White space may bridge digital divide

A one-two punch from geography and economic conditions all too frequently put rural students on the wrong site of the digital divide. I’ve written before about the difficulties students in my rural corner of New York State would have getting on the Internet if they don’t have an ISP at home.

A broadband technology is emerging that may offer some hope.

In December the Federal Communications Commission approved technology that allows Internet signals to be carried wirelessly in what is called white space, the  spectrum between television stations. The FCC approval takes effect Jan. 26.

Signals in this band travel better than WiFi because the signal isn’t impeded by physical structures such as buildings, trees, or mountains.

Thanks to the FCC decision, the medium will be accessible to small networking firms as well as to unlicensed and experimental users.

The white space signal must originate from fiber optic lines serving cell towers. Providers would have to reach agreement with the local cell carrier for use of the fiber optic cables to bring the signal into an area before the providers could deliver the signal to the customer’s location. (See the diagram at Mashable.com)

The FCC says unleasing the white spaces spectrum will provide a massive economic boost to businesses and result in new jobs being created.

One of the first locations to carry signals in white space is to be Thurman in the Adirondack Park, where Chestertown-based Rainmaker Network Service, LLC plans to test the technology later this year.

Interest in the new technology is high. Officials from other rural municipalities turned up in Thurman Jan. 25 to learn about the prospects and costs of the program..

Having Internet service available wouldn’t necessarily make it affordable for students in economically depressed rural areas, but it would at least remove one of the multiple barriers to rural student ‘net access.

Photo credit: House at the Hill uploaded by  iprole

Education equity in Web 2.0 era

As education leaders were debating policies for empowering Web 2.0 schools earlier this month, the Annie E. Casey Foundation KIDS COUNT Data Center released its 2011 report  looking at the educational, social, economic, and physical well-being of America’s children on state-by-state as well as a national basis.

The data should be disturbing to anyone who is involved in education:

  • 20% of children in the US live in poverty.
  • 31% of children in the US live in families in which no parent has full-time, year-round employment.
  • 34% of children in the US live in single-parent families.

What do those figures mean for schools?
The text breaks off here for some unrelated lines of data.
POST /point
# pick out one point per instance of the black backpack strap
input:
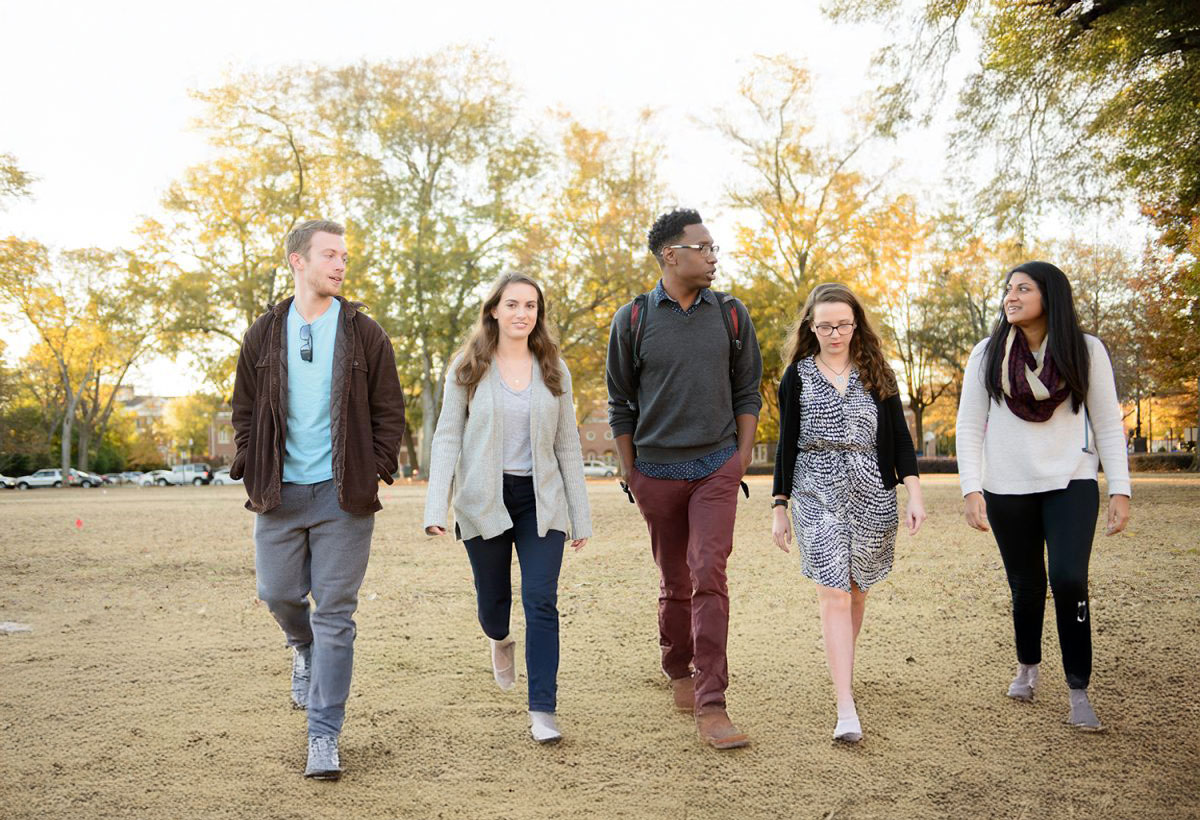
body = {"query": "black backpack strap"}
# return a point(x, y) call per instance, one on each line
point(636, 328)
point(729, 307)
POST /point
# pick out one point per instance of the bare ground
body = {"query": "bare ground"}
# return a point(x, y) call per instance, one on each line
point(154, 686)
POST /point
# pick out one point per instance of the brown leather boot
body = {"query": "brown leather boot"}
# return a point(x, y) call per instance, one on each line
point(684, 690)
point(718, 730)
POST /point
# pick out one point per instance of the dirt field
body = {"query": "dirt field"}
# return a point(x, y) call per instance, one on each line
point(154, 686)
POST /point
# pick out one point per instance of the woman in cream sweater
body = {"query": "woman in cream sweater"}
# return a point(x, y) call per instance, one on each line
point(508, 448)
point(1038, 416)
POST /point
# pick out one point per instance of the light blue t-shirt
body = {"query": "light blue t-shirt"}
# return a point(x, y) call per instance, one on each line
point(309, 450)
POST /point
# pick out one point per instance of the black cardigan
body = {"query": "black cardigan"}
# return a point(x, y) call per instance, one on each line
point(898, 460)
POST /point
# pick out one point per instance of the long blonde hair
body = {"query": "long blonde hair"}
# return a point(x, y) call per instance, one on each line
point(479, 349)
point(865, 349)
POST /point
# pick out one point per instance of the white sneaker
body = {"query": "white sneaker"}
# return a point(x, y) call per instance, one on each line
point(544, 728)
point(503, 662)
point(849, 730)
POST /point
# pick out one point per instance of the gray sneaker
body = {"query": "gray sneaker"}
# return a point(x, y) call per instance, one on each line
point(323, 760)
point(301, 670)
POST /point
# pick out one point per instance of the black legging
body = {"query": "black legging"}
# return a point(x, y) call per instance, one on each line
point(1063, 520)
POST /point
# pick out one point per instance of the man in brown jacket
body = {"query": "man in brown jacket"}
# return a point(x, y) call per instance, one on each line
point(318, 416)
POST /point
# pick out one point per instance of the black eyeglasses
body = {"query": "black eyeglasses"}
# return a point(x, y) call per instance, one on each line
point(705, 249)
point(306, 342)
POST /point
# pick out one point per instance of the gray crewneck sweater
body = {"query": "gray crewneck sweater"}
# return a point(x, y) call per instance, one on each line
point(684, 397)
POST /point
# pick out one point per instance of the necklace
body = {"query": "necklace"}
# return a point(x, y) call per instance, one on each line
point(839, 378)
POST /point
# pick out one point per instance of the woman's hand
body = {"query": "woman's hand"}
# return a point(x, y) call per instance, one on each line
point(1119, 514)
point(915, 510)
point(781, 527)
point(915, 514)
point(976, 512)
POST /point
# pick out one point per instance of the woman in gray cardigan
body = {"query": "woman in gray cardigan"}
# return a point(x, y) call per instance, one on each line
point(508, 448)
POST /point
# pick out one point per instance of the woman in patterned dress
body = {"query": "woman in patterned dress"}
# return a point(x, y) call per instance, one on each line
point(844, 446)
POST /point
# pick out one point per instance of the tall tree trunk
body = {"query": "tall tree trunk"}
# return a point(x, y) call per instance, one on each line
point(67, 422)
point(411, 448)
point(84, 443)
point(429, 419)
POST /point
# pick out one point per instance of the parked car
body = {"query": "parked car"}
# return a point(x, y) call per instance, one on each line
point(222, 477)
point(87, 479)
point(48, 478)
point(599, 470)
point(195, 474)
point(160, 477)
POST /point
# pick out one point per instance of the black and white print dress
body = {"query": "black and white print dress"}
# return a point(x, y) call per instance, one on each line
point(845, 520)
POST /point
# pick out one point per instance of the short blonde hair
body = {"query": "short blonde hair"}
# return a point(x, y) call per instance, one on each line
point(300, 238)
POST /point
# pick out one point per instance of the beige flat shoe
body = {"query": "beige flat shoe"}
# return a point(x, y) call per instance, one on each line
point(504, 662)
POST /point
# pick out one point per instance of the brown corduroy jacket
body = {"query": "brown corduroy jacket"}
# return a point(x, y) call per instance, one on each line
point(366, 410)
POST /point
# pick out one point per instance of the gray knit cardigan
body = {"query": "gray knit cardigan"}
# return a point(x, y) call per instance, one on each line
point(468, 453)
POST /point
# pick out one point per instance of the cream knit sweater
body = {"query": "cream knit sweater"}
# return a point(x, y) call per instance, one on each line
point(468, 455)
point(1007, 455)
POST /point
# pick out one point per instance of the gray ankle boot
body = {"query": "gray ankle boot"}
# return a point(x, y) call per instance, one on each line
point(1026, 681)
point(1083, 716)
point(323, 760)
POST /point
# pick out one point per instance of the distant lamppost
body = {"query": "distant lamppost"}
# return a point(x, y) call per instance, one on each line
point(1150, 424)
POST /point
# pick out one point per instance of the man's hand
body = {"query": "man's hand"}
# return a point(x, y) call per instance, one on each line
point(976, 512)
point(747, 459)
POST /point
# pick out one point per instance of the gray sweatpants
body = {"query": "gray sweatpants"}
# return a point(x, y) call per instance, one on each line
point(310, 544)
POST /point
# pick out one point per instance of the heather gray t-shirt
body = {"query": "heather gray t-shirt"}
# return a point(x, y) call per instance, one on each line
point(517, 446)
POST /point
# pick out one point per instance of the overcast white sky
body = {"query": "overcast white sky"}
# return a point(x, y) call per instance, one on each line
point(95, 103)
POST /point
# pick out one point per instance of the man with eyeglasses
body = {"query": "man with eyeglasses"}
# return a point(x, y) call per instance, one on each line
point(318, 416)
point(683, 381)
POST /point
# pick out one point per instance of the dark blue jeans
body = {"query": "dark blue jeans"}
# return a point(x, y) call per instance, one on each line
point(491, 562)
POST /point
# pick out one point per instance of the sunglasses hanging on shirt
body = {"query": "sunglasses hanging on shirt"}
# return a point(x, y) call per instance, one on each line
point(306, 342)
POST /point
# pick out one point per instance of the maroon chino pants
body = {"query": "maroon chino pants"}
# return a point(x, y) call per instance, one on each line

They mean that:

  • There are kids who will not be able to bring their PDs to school regardless of the school policy on PDs for the simple reason their families cannot afford personal devices such as laptops, Blackberries and iPads.
  • There are kids for whom the question of sending their teacher a friend request will not arise because they have no place to access Facebook. Public internet access is not as widely available as many people seem to think.
  • There are parents who won’t use the school’s website to access their children’s homework assignments because they don’t have a computer to use even if they know how to use a computer.

If learning is not confined to physical spaces like schools, perhaps instead of putting all our energies into discussing technology policies to empower Web 2.0 schools, we ought to put some energy into thinking about how to provide equitable access to education resources beyond the confines of schools.